Besides, utilizing market-based strategies to make essential diagnostic tests more affordable has marked a significant leap forward in TB control efforts. The Initiative for Promoting Affordable and Quality Tuberculosis Tests (IPAQT) in India was launched in 2013 as a market-based approach to negotiating lower prices for higher volumes of testing. It resulted in a 30%- 50% decrease in price and a 10-fold increase in X-pert tests. It has demonstrated how collaboration between private labs and international funders can lead to more accessible TB diagnostics.

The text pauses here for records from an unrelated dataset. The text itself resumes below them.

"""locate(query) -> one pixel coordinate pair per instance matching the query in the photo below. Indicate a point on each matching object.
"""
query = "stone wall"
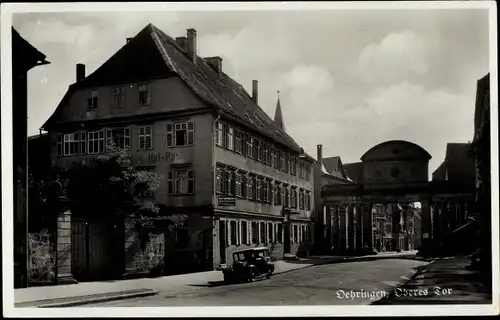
(144, 250)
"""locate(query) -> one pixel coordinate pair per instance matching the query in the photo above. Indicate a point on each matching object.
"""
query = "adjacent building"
(236, 174)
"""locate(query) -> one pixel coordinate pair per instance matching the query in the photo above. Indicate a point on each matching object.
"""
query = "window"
(286, 197)
(232, 228)
(250, 188)
(268, 155)
(274, 156)
(181, 182)
(237, 184)
(259, 189)
(249, 144)
(243, 185)
(294, 197)
(118, 97)
(144, 94)
(301, 199)
(237, 142)
(254, 187)
(219, 134)
(92, 100)
(219, 180)
(83, 143)
(282, 160)
(265, 192)
(71, 144)
(278, 195)
(59, 145)
(180, 134)
(95, 142)
(230, 138)
(230, 180)
(264, 153)
(263, 233)
(181, 238)
(255, 232)
(145, 137)
(308, 200)
(119, 137)
(270, 192)
(270, 232)
(280, 233)
(307, 169)
(244, 232)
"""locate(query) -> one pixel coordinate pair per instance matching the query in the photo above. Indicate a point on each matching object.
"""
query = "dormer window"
(92, 100)
(144, 94)
(118, 97)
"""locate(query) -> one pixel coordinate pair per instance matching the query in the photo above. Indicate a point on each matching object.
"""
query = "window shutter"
(170, 135)
(170, 182)
(149, 137)
(238, 233)
(190, 132)
(229, 233)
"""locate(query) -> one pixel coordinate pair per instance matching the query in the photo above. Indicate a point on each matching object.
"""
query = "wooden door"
(79, 249)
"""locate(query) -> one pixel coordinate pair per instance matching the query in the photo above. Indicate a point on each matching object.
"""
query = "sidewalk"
(443, 281)
(33, 296)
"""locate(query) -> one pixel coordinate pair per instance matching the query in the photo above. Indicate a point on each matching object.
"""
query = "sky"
(348, 79)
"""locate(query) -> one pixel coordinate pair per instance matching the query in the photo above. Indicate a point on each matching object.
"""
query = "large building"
(241, 180)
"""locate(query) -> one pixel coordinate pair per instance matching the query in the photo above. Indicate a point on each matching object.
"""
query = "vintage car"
(248, 265)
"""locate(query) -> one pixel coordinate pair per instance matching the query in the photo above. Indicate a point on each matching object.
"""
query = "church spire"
(278, 115)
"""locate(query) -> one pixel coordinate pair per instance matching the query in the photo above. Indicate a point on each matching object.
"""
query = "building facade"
(236, 175)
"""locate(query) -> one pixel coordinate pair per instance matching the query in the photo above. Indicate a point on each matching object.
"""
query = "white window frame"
(94, 136)
(93, 99)
(118, 97)
(143, 136)
(144, 87)
(219, 134)
(180, 182)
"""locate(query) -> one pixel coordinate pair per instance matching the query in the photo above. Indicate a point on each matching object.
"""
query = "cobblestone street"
(318, 285)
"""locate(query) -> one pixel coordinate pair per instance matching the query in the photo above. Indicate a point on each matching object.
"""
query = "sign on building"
(226, 201)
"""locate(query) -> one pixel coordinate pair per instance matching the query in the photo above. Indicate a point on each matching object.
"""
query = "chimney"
(191, 44)
(80, 72)
(255, 91)
(181, 42)
(215, 63)
(320, 154)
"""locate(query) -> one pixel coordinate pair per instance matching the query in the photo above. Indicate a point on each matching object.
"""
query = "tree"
(111, 186)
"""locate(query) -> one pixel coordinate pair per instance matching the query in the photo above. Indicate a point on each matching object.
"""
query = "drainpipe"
(214, 165)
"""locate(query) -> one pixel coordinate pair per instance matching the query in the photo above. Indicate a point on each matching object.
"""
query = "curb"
(88, 299)
(345, 260)
(386, 300)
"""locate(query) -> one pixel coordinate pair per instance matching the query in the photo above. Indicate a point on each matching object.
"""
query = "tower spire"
(278, 115)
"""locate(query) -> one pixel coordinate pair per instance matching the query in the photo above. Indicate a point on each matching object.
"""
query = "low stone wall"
(42, 257)
(144, 253)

Gaps remain in health systems and policies offering new opportunities
While all three countries continue this strong momentum of a more integrated approach to TB care as part of UHC investments, market failures in TB control have not yet been adequately addressed, and some policies on NTP programs and national health insurance schemes can be better aligned. For instance, national health insurance schemes in the three countries cover primarily inpatient services, while most patients receive outpatient services during the treatment period. Therefore, patients who have to use second-line drugs, either due to drug resistance or adverse reactions towards free first-line drugs, have to pay most costs out-of-pocket, thus facing financial burden. This funding gap needs to be filled either through specialized programs in NTP or reforms in their health insurance policies. In addition, both NTPs and social health insurance programs should continue to focus on improving the quality of TB care in both public and private sectors through a mix of “Carrot and Stick” approaches.

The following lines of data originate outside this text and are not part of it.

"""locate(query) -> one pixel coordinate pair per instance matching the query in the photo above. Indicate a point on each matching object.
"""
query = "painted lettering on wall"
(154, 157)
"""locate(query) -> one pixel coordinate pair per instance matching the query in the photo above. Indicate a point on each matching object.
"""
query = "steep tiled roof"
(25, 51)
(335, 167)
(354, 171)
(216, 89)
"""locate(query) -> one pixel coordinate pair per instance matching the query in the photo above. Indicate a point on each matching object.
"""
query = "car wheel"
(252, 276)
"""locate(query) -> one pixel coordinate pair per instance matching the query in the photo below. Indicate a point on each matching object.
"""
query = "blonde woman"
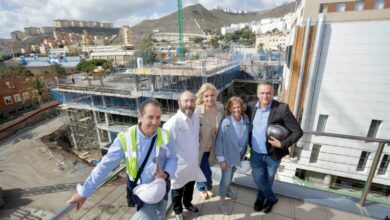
(230, 146)
(210, 113)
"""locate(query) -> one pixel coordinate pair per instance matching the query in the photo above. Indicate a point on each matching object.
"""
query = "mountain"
(208, 20)
(196, 19)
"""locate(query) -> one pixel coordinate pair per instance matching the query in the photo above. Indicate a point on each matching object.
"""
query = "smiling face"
(150, 120)
(187, 103)
(236, 110)
(209, 99)
(265, 93)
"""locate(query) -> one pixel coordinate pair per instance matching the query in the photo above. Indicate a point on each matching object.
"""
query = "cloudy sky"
(17, 14)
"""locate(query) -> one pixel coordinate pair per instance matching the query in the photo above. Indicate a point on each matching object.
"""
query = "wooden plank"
(105, 205)
(93, 201)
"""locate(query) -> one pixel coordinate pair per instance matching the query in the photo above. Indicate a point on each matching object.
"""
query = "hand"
(274, 142)
(223, 165)
(160, 173)
(77, 198)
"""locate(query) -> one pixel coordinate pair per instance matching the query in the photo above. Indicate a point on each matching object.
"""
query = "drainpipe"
(313, 71)
(302, 69)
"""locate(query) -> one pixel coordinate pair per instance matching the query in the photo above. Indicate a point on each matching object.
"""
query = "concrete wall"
(353, 88)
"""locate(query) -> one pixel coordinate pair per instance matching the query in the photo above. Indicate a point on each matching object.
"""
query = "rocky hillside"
(196, 19)
(209, 21)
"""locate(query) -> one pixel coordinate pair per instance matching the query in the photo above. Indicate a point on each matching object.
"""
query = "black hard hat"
(277, 131)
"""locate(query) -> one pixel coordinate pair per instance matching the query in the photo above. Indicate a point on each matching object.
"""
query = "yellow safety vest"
(129, 138)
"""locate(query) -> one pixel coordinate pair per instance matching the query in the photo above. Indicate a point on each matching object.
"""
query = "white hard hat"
(151, 193)
(245, 166)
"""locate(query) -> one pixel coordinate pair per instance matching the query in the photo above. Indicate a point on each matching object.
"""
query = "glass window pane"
(384, 164)
(315, 152)
(322, 119)
(363, 160)
(374, 126)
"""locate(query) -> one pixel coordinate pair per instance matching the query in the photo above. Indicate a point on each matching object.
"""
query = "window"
(322, 119)
(359, 5)
(323, 8)
(384, 164)
(18, 98)
(379, 4)
(8, 100)
(26, 95)
(374, 126)
(315, 152)
(362, 161)
(340, 6)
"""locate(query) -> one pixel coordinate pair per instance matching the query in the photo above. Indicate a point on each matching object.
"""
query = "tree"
(96, 67)
(58, 70)
(214, 41)
(147, 52)
(39, 86)
(14, 71)
(86, 66)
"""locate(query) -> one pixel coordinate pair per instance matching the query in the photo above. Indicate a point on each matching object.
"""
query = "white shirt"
(185, 135)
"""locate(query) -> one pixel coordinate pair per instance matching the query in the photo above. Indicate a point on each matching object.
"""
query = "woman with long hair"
(210, 113)
(230, 146)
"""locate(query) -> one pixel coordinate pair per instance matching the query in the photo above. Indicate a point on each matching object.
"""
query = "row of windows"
(315, 152)
(17, 97)
(372, 132)
(352, 6)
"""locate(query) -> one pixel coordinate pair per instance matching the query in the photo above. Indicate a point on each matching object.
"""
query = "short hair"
(178, 99)
(202, 90)
(230, 103)
(264, 82)
(151, 101)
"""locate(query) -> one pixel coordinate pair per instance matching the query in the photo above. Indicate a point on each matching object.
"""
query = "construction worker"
(161, 163)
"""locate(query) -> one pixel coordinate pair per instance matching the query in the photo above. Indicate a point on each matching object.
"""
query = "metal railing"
(375, 162)
(69, 207)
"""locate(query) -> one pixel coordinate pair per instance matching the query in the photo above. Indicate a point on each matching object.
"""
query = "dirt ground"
(37, 174)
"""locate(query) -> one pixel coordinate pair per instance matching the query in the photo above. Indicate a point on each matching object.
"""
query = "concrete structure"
(17, 95)
(47, 30)
(174, 37)
(73, 23)
(348, 95)
(272, 41)
(127, 38)
(112, 106)
(16, 35)
(30, 31)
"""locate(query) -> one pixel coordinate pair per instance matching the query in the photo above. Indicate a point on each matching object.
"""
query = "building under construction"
(97, 112)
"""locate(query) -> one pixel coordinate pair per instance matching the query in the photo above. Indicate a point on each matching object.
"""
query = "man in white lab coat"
(184, 130)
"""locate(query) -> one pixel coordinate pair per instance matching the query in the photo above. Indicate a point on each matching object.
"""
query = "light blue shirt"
(259, 129)
(239, 128)
(167, 159)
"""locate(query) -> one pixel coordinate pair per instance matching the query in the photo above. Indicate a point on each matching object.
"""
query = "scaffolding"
(95, 114)
(81, 128)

As we look to the future, these countries’ experiences offer valuable lessons and inspiration for the global community. Integrating TB care into broader health reforms, embracing innovative financing and delivery models, and the commitment to partnership and collaboration illuminate the path forward. With continued dedication and shared learning, the goal of ending the TB epidemic by 2030 is not just a vision but an achievable reality.